Kerem bir hışımla evden fırlayınca Uzay da peşinden kalkıp gitti.

"Kerem! Arabada bekle beni hemen geliyorum!"

Kerem sabırsızca kendini arabaya atarken Uzay da ağlamaktan yorulmuş koltukta uyuya kalmış Can'ın yanına gitti.. Kucağına alıp arabaya bindirdiğinde gözlerin aralayan oğlan ilk sorduğu soru "Buldunuz mu?" olmuştu.

"Daha bulamadık bebeğim. Seni şimdi evine bırakacağım. Tamam mı?" dediğine hemen itiraz etti Can.
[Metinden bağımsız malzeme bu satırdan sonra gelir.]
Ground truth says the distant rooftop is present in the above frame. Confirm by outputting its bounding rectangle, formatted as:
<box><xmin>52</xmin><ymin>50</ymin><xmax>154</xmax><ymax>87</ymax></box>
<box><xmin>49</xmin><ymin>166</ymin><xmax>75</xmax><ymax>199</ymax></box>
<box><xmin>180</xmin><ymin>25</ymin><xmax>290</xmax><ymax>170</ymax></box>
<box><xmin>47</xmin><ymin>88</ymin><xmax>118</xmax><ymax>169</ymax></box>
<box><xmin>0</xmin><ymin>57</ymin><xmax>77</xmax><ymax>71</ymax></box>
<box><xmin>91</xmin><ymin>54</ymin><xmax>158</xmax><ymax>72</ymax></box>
"Ben de gelmek istiyorum."

"Can'ım sen evde bizi bekle. Söz Enes'i bulur bulmaz sana getireceğim. Ben de gidip arayacağım seni oralara yanımda götüremem ki." dediğinde adam oğlan suratını astı ama daha fazla itiraz etmedi. Ayak bağı olmak istemiyordu.

Can'ı eve bıraktıktan sonra birkaç yere baktılar.  Zamanında Enes'i yanıma alırken etrafındaki bazı serseri arkadaşlarıyla tanışmıştı Uzay. Önce onları bulacaktı.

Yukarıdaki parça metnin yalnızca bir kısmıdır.